# NE GA Training or Suggestions



## thelaw (Jan 22, 2010)

I'm new to the GSD breed but we have been dog owners all of our lives. While our other dogs are well behaved and know the basics (sit, come, down, etc) I want to do much more with my GS. Due to work issues and other factors, I haven't gotten to start the "real" training as early as I would like to but I'm ready to move forward now. My GS is 10 months old and knows sit, come, drop it, down and generally speaking will follow those commands. 

I have two main areas of focus right now which are not pulling when we walk and coming when I call. I think it is known as recall here. When outside, with lots of distractions, come is typically ignored. 

Obviously, I'm the one that needs trained first so I have spent many hours on Google looking for trainers in the area, training ideas, methods, tools etc. I know to stay away from the box stores for training. I heard good things about Leerburg DVD's, but they don't seem to get good support on this site and I'm really more of a "show me and then let me try" learner. I think real interaction with a Trainer or someone who knows what they are doing is going to be much better for me to learn how to train my dog.

Future training plans - I'm not sure where I want to go or how far but Canine Good Citizen is important I think and then I can go from there. Any sugestions or ideas would be greatly appreciated. I live in the Winder, Athens Gwinnett area of NE GA. 

Thanks in advance.
Ron


----------



## BlackPuppy (Mar 29, 2007)

Don't you love little puppies you follow you everywhere and come at the slightest request?







Then they get that age where so many other things are more interesting. 

Things to focus on for recall are, do not call your dog if you know he's not going to come. Spend time with your dog on a long line 15 to 20 feet is good and practice recall with that so you can reel in your dog if he's ignoring you. Make sure there's a reward for coming, that could be tons of praise or a special treat, whatever motivates your dog. 

My dogs zoom into the house when I call them because I usually give them a treat for such a good performance. If they just come in on their own, the treats are hit and miss to keep them guessing. My dogs aren't 100%, though. Once Balto slipped his collar to chase a squirrel up a tree. I had to call him 3 times before he came. After he came to me, then I walked over to the tree with him so he could finish watching the squirrel. For him that was a great reward.


----------



## BlackPuppy (Mar 29, 2007)

As for walking nicely, or heeling, there are many ways to accomplish this, but I think it depends a lot on your dog. The sad thing is, many trainers focus on one way to do things. 

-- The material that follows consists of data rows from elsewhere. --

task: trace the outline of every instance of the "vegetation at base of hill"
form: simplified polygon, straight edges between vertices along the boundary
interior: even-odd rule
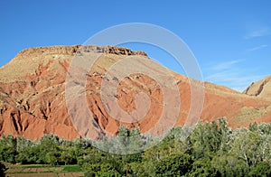
[[[135,134],[139,135],[138,128],[119,129],[124,140]],[[136,142],[136,145],[143,143]],[[46,135],[32,142],[3,135],[0,161],[79,164],[86,176],[270,176],[271,124],[252,124],[249,128],[232,130],[225,119],[220,118],[217,122],[199,123],[193,129],[175,127],[158,145],[126,155],[100,151],[87,139],[70,141]],[[70,167],[66,170],[79,171]],[[4,171],[0,163],[0,176]]]

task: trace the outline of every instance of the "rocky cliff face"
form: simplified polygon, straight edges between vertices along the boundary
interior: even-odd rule
[[[253,82],[243,93],[271,99],[271,76]]]
[[[23,135],[33,140],[49,133],[69,139],[82,135],[74,127],[70,113],[68,114],[65,95],[67,72],[72,58],[79,52],[101,54],[93,68],[86,73],[88,107],[98,131],[116,134],[118,126],[123,125],[139,126],[142,132],[146,132],[157,123],[164,110],[164,95],[159,84],[148,76],[137,73],[117,80],[118,87],[115,97],[124,110],[129,112],[136,108],[136,93],[144,92],[150,98],[151,106],[147,114],[136,122],[129,124],[113,118],[107,112],[100,97],[101,83],[103,79],[105,79],[105,74],[110,67],[126,56],[147,58],[145,52],[112,46],[40,47],[21,51],[0,69],[0,135]],[[155,65],[154,62],[147,67],[153,72],[159,72]],[[176,125],[182,126],[191,109],[192,80],[173,72],[173,75],[182,102]],[[265,88],[269,82],[266,83],[262,90],[268,90]],[[201,119],[211,121],[226,116],[234,128],[247,126],[255,121],[271,122],[271,101],[248,96],[251,88],[247,90],[247,94],[242,94],[211,83],[204,85],[205,99]],[[261,91],[257,95],[265,95]],[[72,107],[76,109],[80,106]]]

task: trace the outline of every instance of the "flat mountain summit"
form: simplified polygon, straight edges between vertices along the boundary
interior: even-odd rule
[[[159,84],[148,76],[137,73],[118,80],[115,97],[125,111],[131,112],[136,108],[135,96],[137,93],[144,92],[150,98],[149,110],[136,122],[129,124],[113,118],[107,112],[100,97],[102,80],[107,79],[105,75],[112,66],[126,56],[148,59],[145,52],[114,46],[38,47],[22,51],[0,68],[0,135],[23,135],[32,140],[50,133],[67,139],[83,135],[70,120],[65,95],[68,70],[79,51],[101,54],[86,73],[84,93],[97,132],[107,131],[114,135],[120,126],[139,126],[142,132],[147,132],[157,123],[164,110],[164,95]],[[159,72],[155,68],[157,63],[150,62],[154,64],[147,66],[148,70]],[[123,70],[126,70],[125,66]],[[181,100],[180,113],[174,125],[183,126],[191,110],[192,79],[173,71],[172,74]],[[267,77],[255,82],[243,93],[205,82],[200,119],[212,121],[227,117],[232,128],[248,126],[254,122],[271,122],[270,80],[271,77]],[[71,109],[79,108],[78,105],[71,107],[74,107]]]

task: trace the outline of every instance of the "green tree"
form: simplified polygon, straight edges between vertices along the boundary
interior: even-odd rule
[[[182,176],[192,169],[192,160],[189,154],[172,154],[160,159],[154,167],[156,176]]]
[[[266,177],[269,177],[269,176],[271,176],[271,165],[266,162],[260,162],[256,166],[251,167],[249,176],[253,176],[253,177],[266,176]]]
[[[5,177],[5,171],[6,170],[5,164],[0,162],[0,177]]]

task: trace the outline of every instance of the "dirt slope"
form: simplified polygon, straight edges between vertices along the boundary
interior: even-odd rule
[[[271,76],[253,82],[243,93],[271,99]]]
[[[33,140],[49,133],[69,139],[84,135],[73,126],[68,114],[65,95],[67,71],[79,47],[30,48],[21,51],[8,64],[0,68],[0,135],[24,135]],[[150,130],[159,121],[164,107],[162,89],[153,78],[137,73],[117,80],[118,87],[115,97],[125,111],[131,112],[136,109],[136,93],[144,92],[150,98],[150,109],[146,115],[132,124],[113,118],[107,112],[100,97],[101,83],[110,67],[126,56],[143,56],[149,60],[146,54],[144,51],[132,51],[111,46],[86,46],[83,51],[102,54],[91,70],[86,73],[85,93],[97,134],[103,135],[105,131],[116,134],[120,125],[140,126],[142,132]],[[147,66],[149,70],[154,73],[159,72],[155,68],[157,63],[150,62],[153,64]],[[194,83],[185,76],[172,73],[176,80],[182,103],[178,107],[180,114],[176,125],[183,125],[191,116],[191,83]],[[226,116],[233,128],[247,126],[255,121],[271,122],[271,100],[262,98],[269,97],[269,83],[257,94],[261,97],[248,95],[255,93],[251,91],[254,90],[252,86],[245,94],[204,83],[205,99],[201,119],[211,121]],[[78,104],[70,107],[74,110],[81,107]],[[166,114],[171,116],[171,112]]]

My suggestion is to find an AKC dog training club to start on the basics. There are many things that a novice can do incorrectly and not even know it. Dogs are very literal and consistency is key. One on one training is good occassionally, but group training is good to get the dog used to being around people and dogs who might be unpredictable.

After you get you CGC, I'll be you'll want to move up to Companion Dog and who knows what else. Training can be addicting.

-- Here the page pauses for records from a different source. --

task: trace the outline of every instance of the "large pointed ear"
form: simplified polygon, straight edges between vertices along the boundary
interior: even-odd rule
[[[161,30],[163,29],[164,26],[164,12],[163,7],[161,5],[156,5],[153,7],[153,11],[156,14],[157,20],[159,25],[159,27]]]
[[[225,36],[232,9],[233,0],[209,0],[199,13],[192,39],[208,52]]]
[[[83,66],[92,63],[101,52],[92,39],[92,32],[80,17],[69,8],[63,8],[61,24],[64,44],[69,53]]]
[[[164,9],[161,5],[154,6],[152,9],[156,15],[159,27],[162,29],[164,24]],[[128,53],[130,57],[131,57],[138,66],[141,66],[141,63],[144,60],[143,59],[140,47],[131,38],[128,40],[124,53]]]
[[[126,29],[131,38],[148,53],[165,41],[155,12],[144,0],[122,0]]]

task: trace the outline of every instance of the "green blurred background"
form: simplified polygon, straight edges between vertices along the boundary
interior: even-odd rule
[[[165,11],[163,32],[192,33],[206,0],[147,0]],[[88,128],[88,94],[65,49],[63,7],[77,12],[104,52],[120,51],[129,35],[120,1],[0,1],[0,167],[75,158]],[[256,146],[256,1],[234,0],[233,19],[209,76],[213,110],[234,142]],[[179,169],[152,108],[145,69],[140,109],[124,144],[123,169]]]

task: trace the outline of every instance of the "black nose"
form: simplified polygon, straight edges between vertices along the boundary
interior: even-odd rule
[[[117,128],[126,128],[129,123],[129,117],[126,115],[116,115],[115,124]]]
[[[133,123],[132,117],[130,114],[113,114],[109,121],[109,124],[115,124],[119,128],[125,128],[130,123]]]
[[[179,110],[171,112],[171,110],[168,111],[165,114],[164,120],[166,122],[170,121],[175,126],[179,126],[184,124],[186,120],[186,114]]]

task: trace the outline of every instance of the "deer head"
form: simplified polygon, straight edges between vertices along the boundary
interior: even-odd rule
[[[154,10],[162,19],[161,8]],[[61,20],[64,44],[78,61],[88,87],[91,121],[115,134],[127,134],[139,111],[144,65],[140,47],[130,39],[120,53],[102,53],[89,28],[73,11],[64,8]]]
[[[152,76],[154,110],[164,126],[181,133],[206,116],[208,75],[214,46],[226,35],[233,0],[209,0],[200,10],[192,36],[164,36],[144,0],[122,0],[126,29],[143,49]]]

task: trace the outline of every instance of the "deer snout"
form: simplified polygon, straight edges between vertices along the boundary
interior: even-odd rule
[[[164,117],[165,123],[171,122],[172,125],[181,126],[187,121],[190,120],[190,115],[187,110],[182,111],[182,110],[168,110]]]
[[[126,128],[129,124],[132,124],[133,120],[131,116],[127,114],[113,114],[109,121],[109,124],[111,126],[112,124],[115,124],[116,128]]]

There's a link for a club search. 
http://www.akc.org/clubs/search/index.cfm

ETA: I'm a huge fan of clicker training now. Didn't used to be, and I've used many training methods in the past. But I really love the clicker. Check out clickertraining.com.


----------



## thelaw (Jan 22, 2010)

Blackpuppy - Thank you for the information. I have contacted the AKC group you linked to for training schedules and look forward to being trained so I can do these things properly.


----------



## bigskyfarm (Mar 1, 2009)

There is a great GSD trainer- Ashley Barrientos- in Monroe. http://www.ashleyhillspetcenter.net . Our Schutzhund club meets at his facility on Saturdays also. Ashley gives private and group lessons and does a great job.


----------